While the congressional resolution follows negotiations between the White House and the budget-conscious House of Representative, the adapted budget puts the Obama administration at odds with its own plans outlined by Gates in March. The Obama administration now seeks $400 billion in additional defense cuts between now and fiscal year 2023 – an average of over $33 billion per year. Cuts will go into effect only after a review of the Pentagon’s current mission operations are conducted in conjunction the U.S. Joint Chiefs of Staff.

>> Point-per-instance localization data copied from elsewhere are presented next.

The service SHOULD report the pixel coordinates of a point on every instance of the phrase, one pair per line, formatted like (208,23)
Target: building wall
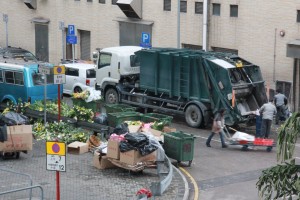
(254,33)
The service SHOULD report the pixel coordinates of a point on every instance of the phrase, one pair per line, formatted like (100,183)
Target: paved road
(226,174)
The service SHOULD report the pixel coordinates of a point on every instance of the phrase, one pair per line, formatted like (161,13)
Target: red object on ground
(145,191)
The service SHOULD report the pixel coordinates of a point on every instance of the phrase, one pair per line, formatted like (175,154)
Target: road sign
(56,163)
(44,69)
(59,79)
(145,40)
(71,39)
(71,30)
(56,156)
(59,69)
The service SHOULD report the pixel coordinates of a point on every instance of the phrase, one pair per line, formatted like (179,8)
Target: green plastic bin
(179,146)
(112,108)
(114,119)
(152,117)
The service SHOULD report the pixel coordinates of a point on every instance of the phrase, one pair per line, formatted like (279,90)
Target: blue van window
(1,76)
(14,77)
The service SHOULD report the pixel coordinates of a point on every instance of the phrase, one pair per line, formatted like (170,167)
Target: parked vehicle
(20,80)
(191,83)
(17,53)
(79,77)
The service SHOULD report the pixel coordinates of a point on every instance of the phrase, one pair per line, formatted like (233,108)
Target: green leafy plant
(282,180)
(59,131)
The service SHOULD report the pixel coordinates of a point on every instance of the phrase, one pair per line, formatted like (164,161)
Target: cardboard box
(168,129)
(113,149)
(101,162)
(134,128)
(132,157)
(78,148)
(19,138)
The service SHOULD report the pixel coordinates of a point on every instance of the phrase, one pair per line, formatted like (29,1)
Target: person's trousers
(266,127)
(212,135)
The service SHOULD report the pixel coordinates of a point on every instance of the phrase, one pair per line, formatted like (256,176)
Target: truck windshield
(134,61)
(39,79)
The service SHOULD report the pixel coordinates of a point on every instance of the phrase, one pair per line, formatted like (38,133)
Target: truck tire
(111,96)
(193,116)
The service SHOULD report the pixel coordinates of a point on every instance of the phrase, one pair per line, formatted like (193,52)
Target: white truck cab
(113,63)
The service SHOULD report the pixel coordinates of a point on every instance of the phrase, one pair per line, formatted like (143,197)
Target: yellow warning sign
(59,70)
(56,148)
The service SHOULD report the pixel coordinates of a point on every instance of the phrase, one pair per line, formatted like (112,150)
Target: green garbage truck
(191,83)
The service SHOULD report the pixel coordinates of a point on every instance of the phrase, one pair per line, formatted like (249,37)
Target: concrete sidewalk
(81,180)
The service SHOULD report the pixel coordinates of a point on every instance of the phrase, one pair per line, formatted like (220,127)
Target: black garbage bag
(137,139)
(3,133)
(101,119)
(125,146)
(13,118)
(121,129)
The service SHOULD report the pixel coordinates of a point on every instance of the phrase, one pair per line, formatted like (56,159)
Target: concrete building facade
(258,31)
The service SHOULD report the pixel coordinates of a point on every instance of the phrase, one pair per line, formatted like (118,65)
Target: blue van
(20,80)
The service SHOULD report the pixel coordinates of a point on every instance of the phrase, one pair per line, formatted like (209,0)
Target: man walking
(268,110)
(280,101)
(217,128)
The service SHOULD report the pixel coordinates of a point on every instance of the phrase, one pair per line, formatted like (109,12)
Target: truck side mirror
(95,56)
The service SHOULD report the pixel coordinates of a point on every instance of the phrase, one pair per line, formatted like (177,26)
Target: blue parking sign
(145,40)
(71,30)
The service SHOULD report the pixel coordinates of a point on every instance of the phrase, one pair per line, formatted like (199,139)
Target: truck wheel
(111,96)
(193,116)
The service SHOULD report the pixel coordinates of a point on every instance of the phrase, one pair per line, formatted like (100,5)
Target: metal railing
(30,187)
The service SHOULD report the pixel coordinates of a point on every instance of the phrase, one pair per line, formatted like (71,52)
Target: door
(41,42)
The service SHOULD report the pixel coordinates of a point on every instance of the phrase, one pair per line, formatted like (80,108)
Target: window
(298,15)
(104,60)
(199,7)
(183,6)
(216,9)
(167,5)
(14,77)
(90,73)
(1,76)
(134,61)
(72,72)
(234,10)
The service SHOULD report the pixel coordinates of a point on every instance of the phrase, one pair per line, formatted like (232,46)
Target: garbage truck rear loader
(194,84)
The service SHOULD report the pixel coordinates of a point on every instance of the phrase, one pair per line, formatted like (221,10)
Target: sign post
(145,40)
(72,39)
(56,161)
(45,71)
(59,78)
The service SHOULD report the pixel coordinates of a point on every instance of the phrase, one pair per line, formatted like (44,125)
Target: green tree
(282,180)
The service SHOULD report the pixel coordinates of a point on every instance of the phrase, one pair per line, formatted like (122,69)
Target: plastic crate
(152,117)
(115,119)
(179,146)
(93,105)
(113,108)
(263,142)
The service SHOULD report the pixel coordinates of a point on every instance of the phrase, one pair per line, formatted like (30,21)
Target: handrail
(25,188)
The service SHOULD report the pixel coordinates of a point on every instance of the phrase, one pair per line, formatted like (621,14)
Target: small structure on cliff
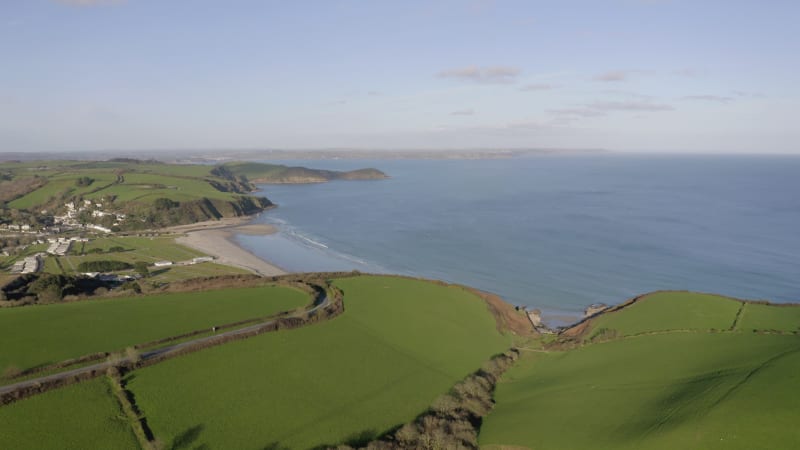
(594,308)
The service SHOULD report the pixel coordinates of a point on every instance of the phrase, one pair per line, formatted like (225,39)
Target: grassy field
(138,182)
(671,311)
(691,388)
(765,317)
(149,186)
(399,344)
(62,184)
(80,416)
(137,249)
(37,335)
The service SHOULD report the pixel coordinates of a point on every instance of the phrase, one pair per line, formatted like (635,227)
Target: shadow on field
(275,446)
(187,438)
(356,440)
(687,401)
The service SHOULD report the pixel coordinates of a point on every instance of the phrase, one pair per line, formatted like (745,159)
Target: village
(19,242)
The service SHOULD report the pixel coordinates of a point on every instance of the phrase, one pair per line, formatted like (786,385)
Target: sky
(627,75)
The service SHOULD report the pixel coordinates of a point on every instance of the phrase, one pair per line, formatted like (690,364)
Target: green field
(135,249)
(37,335)
(399,344)
(765,317)
(79,417)
(689,388)
(130,188)
(664,311)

“The president made special note of Gates’ efficiency initiative. While the contractor community supports that initiative to reduce the number of requirements and procedures that are either duplicative or provide little added value, the initiative bears the potential to have a far wider impact and may be a double-edged sword,” said Blakey. “Without the ability to make a reasonable return on investment, contractors will refocus on more profitable commercial businesses, which will in turn reduce competition for programs and increase costs to the federal buyer. Worst of all, the technological advantage that has made our U.S. military the best equipped in the world may be threatened.”
The congressional resolution also reduced U.S. Federal Aviation Administration (FAA) accounts for facilities, equipment, research, engineering and development, which are responsible for the FAA’s acquisition of next-generation technology. The AIA said it would be “heavily engaged” with congressional appropriations committees and the FAA on the implications of these reductions.
“NextGen implementation is at a critical juncture, and a majority of Americans favor investment in our nation’s airspace infrastructure,” said Blakey. “AIA hopes the president will keep this in mind as he reviews our current military missions with DOD and the Joint Chiefs. In the meantime, AIA’s Legislative Affairs team will continue to reach out to freshmen, committee and caucus leaders and the administration to ensure our elected leaders understand the importance of our industry to U.S. national security and economic vitality.